- Theatrical release poster with models Apollonia van Ravenstein, Sara Kapp, and Pat Cleveland posing in furs
- Directed by: Frederick Wiseman
- Produced by: Frederick Wiseman
- Cinematography: John Davey
- Edited by: Frederick Wiseman
- Distributed by: Zipporah Films
- Release date: September 16, 1981 (U.S.);
- Running time: 130 minutes
- Country: United States
- Language: English

= Model (film) =

1981 documentary film by Frederick Wiseman

Model (Note: The title references both the film's subject and Wiseman's template for filmmaking.) is a 1981 American documentary film directed by Frederick Wiseman. The film examines the modeling industry in New York City. It was Wiseman's ninth documentary for WNET, a New York PBS station.

The film follows the Zoli modeling agency, owned by Zoltan "Zoli" Rendessy. The film shows Zoli himself, his employees, models, clients, and photographers.

==Synopsis==
Like all of Wiseman's films, Model has no narrator. The film opens with a cityscape of lower Manhattan, showing the World Trade Center. The film intercuts fashion sequences (runway shows, photo shoots, a pantyhose commercial), Manhattan street scenes (roller skaters, an ambulance, "pedestrians who often look livelier than the models"), and shots of mannequins in store windows.

The agency screens aspiring models and connects them with clients, in the process reducing them to labels and stereotypes, including the young executive, the all-American girl, the sophisticate, the streetsmart, and the Avon look. Zoli tells one female aspirant who is 5 ft 6.5 in tall that the height is "too short for what we do... It's a problem," but in the following scene, a woman only 0.75 in taller is told, "I think we have some possibilities here."

The film's longest sequence, running nearly 30 minutes, is the making of a television commercial for Evan-Picone pantyhose. The director instructs the male and female model to run into each other repeatedly. For the same commercial, model Apollonia van Ravenstein's leg is photographed over 79 takes to create a four-second "peacock effect." The film shows the completed 30-second commercial.

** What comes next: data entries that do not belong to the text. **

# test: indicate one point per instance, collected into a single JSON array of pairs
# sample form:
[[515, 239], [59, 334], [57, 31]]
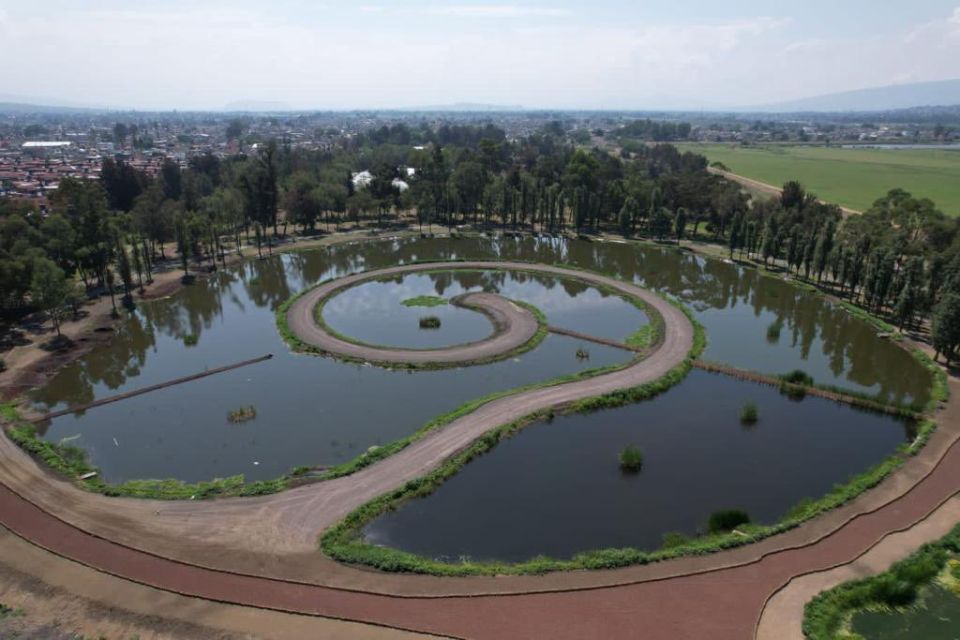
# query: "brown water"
[[318, 411], [556, 488]]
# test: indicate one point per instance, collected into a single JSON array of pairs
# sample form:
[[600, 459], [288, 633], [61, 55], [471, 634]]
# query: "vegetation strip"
[[326, 341], [829, 612], [344, 541], [72, 462], [584, 336], [153, 387], [827, 392]]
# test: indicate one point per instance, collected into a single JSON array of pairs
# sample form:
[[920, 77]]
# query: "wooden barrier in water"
[[153, 387]]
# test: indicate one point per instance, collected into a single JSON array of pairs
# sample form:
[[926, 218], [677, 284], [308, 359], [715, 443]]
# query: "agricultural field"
[[852, 178]]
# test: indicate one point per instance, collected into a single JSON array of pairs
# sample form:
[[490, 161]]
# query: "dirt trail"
[[275, 536], [514, 326]]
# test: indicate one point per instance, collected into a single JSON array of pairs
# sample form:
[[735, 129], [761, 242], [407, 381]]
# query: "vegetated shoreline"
[[71, 461], [831, 610], [299, 345], [344, 541]]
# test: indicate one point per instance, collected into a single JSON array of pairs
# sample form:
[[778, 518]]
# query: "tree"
[[49, 289], [680, 223], [945, 329], [660, 223]]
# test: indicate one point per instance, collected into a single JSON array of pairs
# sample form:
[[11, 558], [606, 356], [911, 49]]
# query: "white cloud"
[[495, 11], [205, 57]]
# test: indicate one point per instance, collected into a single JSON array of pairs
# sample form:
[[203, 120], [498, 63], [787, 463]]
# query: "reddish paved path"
[[722, 604], [514, 326]]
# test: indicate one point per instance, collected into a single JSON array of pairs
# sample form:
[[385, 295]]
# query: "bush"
[[727, 520], [430, 322], [424, 301], [798, 376], [242, 414], [631, 459], [793, 391], [773, 331], [674, 539]]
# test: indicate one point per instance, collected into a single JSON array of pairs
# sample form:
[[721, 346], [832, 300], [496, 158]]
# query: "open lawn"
[[852, 178]]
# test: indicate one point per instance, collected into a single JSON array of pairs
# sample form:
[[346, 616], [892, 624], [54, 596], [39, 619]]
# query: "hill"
[[899, 96]]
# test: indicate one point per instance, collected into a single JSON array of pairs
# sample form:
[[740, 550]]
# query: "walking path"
[[514, 326], [261, 552]]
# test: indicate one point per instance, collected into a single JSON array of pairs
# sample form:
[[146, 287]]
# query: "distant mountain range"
[[944, 93], [899, 96], [466, 106]]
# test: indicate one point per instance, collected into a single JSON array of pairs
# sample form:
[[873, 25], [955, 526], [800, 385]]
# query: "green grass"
[[644, 337], [424, 301], [829, 612], [852, 178], [727, 520], [430, 322]]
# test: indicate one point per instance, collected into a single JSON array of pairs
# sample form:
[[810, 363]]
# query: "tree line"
[[899, 259]]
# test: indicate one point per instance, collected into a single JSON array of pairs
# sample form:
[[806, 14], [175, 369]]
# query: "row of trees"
[[899, 259]]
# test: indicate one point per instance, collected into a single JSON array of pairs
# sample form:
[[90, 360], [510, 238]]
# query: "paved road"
[[514, 326], [720, 596]]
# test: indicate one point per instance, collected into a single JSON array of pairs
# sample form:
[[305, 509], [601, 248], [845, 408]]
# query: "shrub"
[[793, 391], [631, 459], [773, 331], [674, 539], [424, 301], [798, 376], [242, 414], [727, 520], [430, 322]]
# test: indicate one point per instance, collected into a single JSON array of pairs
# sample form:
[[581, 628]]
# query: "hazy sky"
[[535, 53]]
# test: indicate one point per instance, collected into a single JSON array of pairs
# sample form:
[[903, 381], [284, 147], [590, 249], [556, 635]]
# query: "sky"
[[597, 54]]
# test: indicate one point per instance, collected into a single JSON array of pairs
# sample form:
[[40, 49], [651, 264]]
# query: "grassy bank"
[[344, 540], [829, 613], [850, 177], [72, 462]]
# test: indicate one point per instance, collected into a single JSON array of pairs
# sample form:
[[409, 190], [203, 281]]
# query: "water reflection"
[[305, 404]]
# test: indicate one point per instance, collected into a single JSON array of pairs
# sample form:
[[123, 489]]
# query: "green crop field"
[[852, 178]]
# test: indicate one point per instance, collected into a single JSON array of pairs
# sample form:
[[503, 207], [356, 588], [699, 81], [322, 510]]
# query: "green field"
[[852, 178]]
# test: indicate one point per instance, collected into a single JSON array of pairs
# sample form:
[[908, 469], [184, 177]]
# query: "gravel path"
[[718, 596], [276, 535], [514, 326]]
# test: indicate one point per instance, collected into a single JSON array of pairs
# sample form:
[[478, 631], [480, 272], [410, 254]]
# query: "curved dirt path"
[[276, 535], [783, 614], [514, 326], [729, 589]]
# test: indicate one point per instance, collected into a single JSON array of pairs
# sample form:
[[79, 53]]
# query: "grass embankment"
[[297, 344], [828, 615], [344, 541], [424, 301], [849, 177], [72, 461]]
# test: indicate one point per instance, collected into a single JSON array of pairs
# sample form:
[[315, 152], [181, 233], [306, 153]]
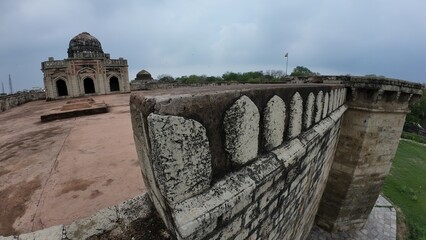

The film ends with an Oscar de la Renta runway show with twirling fashion models, followed by a closing shot of the Manhattan skyline at night.

==Production==
The film was shot in 1979 and 1980 on black-and-white film. Wiseman selected the Zoli agency simply because "the idea of a model agency appealed to me ... and [Zoli] agreed."

Wiseman did not research the modeling industry before filming, and described the editing process as discovery: "It is all a surprise since I know very little about the subject before I begin shooting. The idea is that the film should at least in part show what I learned as a consequence of the shoot and the long period of editing."

==Release==
The film was broadcast on PBS on September 16, 1981.

==Reception==
The film shows modeling as "monotonous, lacking autonomy, and devoid of internal satisfaction", and as "a grind of rejections and retakes." Novelist William T. Vollmann had expected the film to be glamorous and was surprised by its monotony. The film examines how institutional routines become repetitive, drawing parallels to military operations.

Model reflects Wiseman's increasing political consciousness, contrasting the constructed imagery of advertising with the imperfections of the real world. Before filming the pantyhose commercial, the New York City streets are cleaned. Wiseman films another documentary crew shooting a shower interview with a male model, revealing that the model is wearing underwear. A street demonstration that appears to be a feminist protest is revealed to be the filming of a commercial. The Zoli agency serves as a lens into the broader workings of advertising, marketing, and retail.